I have this data frame:
df=data.frame(id=c(1,1,2,2,2,5,NA),var=c("a","a","b","b","b","e","f"),value=c(1,1,0,1,0,0,1),cs=c(2,2,3,3,3,3,NA))
I want to calculate the sum of value for each group (id, var) and then the cumulative sum but I would like to have the cumulative sum to be displayed for each row of data, i.e., I don't want to summarized view of the data. I have included what my output should look like.
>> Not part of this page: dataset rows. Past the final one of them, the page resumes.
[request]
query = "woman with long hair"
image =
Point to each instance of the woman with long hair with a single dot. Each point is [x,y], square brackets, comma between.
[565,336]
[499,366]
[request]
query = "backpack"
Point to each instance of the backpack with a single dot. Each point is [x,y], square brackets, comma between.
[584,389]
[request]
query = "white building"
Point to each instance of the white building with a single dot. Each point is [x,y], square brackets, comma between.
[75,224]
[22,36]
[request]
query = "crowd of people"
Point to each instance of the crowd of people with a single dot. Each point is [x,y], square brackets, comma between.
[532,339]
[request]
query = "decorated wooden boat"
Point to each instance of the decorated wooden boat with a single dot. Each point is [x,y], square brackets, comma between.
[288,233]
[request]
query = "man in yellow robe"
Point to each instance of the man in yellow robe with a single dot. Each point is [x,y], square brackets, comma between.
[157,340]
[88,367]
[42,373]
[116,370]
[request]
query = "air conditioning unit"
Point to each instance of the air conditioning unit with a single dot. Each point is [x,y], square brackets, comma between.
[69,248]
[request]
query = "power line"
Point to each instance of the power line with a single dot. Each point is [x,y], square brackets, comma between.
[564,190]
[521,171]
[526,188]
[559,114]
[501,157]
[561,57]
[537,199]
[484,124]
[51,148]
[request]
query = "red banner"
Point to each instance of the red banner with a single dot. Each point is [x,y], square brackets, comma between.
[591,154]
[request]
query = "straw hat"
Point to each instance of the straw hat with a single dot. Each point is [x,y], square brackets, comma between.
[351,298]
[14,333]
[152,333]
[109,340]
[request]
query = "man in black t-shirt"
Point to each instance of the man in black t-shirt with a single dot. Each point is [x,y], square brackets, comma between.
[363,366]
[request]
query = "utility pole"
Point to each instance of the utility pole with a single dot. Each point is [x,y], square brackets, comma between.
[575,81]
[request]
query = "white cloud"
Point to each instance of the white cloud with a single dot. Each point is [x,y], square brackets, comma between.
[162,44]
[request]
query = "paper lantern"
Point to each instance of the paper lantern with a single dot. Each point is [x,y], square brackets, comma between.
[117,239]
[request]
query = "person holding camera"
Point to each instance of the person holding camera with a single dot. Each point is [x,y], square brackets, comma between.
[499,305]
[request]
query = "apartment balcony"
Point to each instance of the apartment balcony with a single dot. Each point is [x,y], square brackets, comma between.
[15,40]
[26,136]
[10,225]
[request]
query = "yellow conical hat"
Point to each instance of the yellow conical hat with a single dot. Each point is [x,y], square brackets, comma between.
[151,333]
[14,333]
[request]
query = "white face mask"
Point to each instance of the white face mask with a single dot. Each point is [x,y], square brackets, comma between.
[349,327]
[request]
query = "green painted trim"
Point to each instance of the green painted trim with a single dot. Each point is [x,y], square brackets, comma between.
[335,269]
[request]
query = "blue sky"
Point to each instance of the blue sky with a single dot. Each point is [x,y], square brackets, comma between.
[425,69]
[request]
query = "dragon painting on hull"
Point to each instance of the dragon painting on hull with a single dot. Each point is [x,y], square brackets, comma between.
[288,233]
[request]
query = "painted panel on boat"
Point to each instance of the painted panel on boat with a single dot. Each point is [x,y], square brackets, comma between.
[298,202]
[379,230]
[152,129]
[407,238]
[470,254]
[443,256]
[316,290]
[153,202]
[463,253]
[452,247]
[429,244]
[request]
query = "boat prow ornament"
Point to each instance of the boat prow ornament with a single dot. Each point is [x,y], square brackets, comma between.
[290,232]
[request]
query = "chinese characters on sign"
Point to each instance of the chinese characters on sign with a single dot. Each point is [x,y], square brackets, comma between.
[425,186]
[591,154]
This is what I have tried so far:
df%>%arrange(id,var)%>%group_by(id,var)%>%mutate(cs=cumsum(value))
Any suggestions?
Here is an approach that I think meets your expectations.
Would group by id
and calculate the sum of value
for each id
via summarise
.
You can then add your cumulative sum column with mutate
. Based on your comments, I included an ifelse
so that if id
was NA
, it would not provide a cumulative sum, but instead be given NA
.
Finally, to combine your cumulative sum data with your original dataset, you would need to join the two tables.
library(tidyverse)
df %>%
arrange(id) %>%
group_by(id) %>%
summarise(sum = sum(value)) %>%
mutate(cs=ifelse(is.na(id), NA, cumsum(sum))) %>%
left_join(df)
Output
# A tibble: 7 x 5
id sum cs var value
<dbl> <dbl> <dbl> <fct> <dbl>
1 1 2 2 a 1
2 1 2 2 a 1
3 2 1 3 b 0
4 2 1 3 b 1
5 2 1 3 b 0
6 5 0 3 e 0
7 NA 1 NA f 1